I don't think I need to read out the rules of how we conduct ourselves in a committee, especially in a virtual format. I think everyone is familiar with that.
It seems like just yesterday we were doing clause-by-clause. We will start with the fact that we're doing this pursuant to Standing Order 75(1). Pursuant to Standing Order 75(1), consideration of clause 1, the short title, and the preamble is postponed. For obvious reasons, we've gone through this before on Bill C-12.
I call clause 2. I would like to see if we can adopt clause 2.
I would like to inform the members of the committee that the purpose of amendment LIB‑1 is to change the heading. According to the procedural rule, a change to a heading is only possible if there is a change to the text of the bill that would justify the change to the heading.
Amendment LIB‑2 seeks to change the text of the bill that would justify the change to the heading proposed by amendment LIB‑1. Therefore, it makes more sense for us to consider amendment LIB‑2 first. If LIB‑2 is adopted, LIB‑1 will automatically be adopted to reflect the change to the text of the bill.
If I am not mistaken, we are now on clause 3, and I would ask Mr. Longfield to introduce LIB‑2.
I'm pleased to introduce a motion to amend clause 3. The amendment does a few things. It adds a reference to the concept of environmental justice, which is something that's also included in the heading, as you said, but we can go back to that.
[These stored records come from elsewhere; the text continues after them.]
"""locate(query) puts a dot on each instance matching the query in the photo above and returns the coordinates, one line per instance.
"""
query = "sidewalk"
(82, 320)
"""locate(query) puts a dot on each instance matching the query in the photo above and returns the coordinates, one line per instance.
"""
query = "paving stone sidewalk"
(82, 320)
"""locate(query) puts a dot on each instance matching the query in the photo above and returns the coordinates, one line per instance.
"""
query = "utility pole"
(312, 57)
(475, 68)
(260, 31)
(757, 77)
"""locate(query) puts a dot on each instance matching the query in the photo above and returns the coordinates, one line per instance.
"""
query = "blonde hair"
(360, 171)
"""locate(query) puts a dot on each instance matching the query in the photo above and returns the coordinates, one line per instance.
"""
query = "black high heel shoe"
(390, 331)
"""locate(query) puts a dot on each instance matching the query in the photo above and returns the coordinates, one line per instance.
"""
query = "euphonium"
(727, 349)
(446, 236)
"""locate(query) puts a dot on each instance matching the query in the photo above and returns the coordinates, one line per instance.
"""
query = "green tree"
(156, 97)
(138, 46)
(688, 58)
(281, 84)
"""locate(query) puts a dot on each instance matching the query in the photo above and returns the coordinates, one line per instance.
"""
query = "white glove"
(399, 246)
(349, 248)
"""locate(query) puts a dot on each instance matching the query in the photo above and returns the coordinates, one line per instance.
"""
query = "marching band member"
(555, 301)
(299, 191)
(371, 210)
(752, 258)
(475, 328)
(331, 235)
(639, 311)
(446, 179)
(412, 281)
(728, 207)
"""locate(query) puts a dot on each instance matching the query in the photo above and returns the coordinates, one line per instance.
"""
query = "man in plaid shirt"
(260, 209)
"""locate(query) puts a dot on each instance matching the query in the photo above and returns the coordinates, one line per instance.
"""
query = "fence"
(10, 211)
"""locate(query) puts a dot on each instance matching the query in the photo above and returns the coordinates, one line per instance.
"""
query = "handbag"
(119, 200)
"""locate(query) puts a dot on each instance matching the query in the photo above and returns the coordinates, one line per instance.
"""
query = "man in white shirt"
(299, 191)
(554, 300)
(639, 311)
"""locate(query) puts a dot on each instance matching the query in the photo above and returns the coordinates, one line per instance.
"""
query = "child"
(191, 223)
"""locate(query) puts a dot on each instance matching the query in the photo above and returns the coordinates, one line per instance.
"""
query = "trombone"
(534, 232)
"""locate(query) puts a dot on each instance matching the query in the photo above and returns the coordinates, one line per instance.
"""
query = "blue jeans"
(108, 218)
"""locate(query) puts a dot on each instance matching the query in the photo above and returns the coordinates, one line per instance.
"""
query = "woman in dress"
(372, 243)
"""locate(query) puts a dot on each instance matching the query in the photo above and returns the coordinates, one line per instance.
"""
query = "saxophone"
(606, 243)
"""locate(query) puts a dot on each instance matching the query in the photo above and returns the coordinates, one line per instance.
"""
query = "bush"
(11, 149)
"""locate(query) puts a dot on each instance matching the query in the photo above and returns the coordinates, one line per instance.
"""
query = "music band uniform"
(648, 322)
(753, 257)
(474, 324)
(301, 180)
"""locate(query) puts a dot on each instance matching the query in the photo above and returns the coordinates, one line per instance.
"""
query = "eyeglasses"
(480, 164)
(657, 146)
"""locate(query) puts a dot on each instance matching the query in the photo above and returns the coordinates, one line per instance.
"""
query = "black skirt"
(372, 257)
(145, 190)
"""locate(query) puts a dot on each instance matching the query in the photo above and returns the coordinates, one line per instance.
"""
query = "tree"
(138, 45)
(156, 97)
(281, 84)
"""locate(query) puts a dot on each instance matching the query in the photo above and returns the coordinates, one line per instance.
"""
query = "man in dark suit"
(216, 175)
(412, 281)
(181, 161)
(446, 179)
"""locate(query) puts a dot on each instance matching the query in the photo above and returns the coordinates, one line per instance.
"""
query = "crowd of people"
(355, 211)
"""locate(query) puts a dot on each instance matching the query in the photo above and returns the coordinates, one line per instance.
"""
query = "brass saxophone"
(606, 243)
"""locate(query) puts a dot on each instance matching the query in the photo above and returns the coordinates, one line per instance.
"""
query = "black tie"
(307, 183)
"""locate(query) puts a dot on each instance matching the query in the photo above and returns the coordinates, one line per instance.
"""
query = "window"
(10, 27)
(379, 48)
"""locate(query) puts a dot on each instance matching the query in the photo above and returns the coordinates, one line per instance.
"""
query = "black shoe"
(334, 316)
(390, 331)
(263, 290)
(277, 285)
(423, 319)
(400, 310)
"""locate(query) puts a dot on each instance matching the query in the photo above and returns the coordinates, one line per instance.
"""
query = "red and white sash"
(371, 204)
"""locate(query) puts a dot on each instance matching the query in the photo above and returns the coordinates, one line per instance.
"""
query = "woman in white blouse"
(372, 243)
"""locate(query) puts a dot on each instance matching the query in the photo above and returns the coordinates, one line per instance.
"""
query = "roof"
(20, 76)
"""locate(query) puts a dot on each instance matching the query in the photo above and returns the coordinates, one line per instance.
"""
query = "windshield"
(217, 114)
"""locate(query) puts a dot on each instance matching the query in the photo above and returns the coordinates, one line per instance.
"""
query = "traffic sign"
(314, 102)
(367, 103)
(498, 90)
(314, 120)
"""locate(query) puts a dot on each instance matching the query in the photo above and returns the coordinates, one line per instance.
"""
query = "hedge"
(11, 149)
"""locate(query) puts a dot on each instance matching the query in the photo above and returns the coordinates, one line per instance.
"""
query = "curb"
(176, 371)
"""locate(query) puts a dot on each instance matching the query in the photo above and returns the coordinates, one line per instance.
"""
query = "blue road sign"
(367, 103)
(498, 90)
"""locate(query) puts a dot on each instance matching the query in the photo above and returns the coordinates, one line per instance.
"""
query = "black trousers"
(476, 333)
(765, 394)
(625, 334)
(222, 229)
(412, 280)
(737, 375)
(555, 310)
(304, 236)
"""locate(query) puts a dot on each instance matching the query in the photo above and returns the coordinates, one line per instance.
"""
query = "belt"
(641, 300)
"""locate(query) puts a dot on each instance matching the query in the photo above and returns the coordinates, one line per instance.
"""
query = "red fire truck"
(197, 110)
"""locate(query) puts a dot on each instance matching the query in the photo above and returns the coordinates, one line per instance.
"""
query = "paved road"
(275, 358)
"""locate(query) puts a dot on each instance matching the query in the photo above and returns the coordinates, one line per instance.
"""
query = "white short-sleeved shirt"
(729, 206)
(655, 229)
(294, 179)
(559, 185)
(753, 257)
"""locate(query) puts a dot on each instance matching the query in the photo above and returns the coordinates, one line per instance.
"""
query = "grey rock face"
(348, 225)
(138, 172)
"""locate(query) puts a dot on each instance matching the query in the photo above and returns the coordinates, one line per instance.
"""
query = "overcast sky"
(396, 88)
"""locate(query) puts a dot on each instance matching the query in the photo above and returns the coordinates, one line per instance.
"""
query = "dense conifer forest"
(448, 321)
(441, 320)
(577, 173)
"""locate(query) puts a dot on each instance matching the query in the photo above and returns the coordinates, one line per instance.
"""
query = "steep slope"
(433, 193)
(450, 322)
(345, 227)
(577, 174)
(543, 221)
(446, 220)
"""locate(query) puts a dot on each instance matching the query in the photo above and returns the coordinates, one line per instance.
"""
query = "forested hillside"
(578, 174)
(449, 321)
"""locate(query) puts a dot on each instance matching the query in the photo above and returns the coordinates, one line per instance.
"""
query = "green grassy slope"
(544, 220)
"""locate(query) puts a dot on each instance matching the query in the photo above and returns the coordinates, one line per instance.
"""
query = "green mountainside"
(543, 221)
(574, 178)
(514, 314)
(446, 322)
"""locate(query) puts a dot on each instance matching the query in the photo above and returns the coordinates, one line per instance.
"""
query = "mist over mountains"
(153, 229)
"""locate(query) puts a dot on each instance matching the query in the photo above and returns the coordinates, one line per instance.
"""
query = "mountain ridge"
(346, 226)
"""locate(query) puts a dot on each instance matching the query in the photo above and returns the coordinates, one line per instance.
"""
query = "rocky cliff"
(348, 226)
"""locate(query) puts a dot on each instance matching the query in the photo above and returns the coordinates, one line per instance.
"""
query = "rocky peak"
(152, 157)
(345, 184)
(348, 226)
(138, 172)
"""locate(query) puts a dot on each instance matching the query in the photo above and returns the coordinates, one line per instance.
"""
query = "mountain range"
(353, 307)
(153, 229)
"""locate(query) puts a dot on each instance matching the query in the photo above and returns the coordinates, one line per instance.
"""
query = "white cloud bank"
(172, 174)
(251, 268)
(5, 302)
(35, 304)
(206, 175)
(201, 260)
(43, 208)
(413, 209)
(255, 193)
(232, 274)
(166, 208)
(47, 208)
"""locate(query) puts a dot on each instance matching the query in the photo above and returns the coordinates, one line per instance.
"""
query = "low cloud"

It's in line with the amendment we've discussed at committee. We'd ensure that the national strategy promotes efforts to prevent, assess and address environmental racism, and we would provide flexibility to the minister to cooperate or consult with a wide variety of interested stakeholders. The amendment would also provide the government with flexibility in developing the strategy and avoid pre-empting or prejudging the outcome of the work that would be undertaken in the development of the national strategy.
It also removes references to measures that could infringe on provincial jurisdiction or be more appropriately taken up by the provinces. This includes removing the requirement to “assess the administration and enforcement of environmental laws in each province”, as we recognize that jurisdiction over protection of the environment is a shared jurisdiction among the different levels of government.
Thank you. I believe this has been emailed, in both official languages, to the clerk. Hopefully, that's been distributed to committee members.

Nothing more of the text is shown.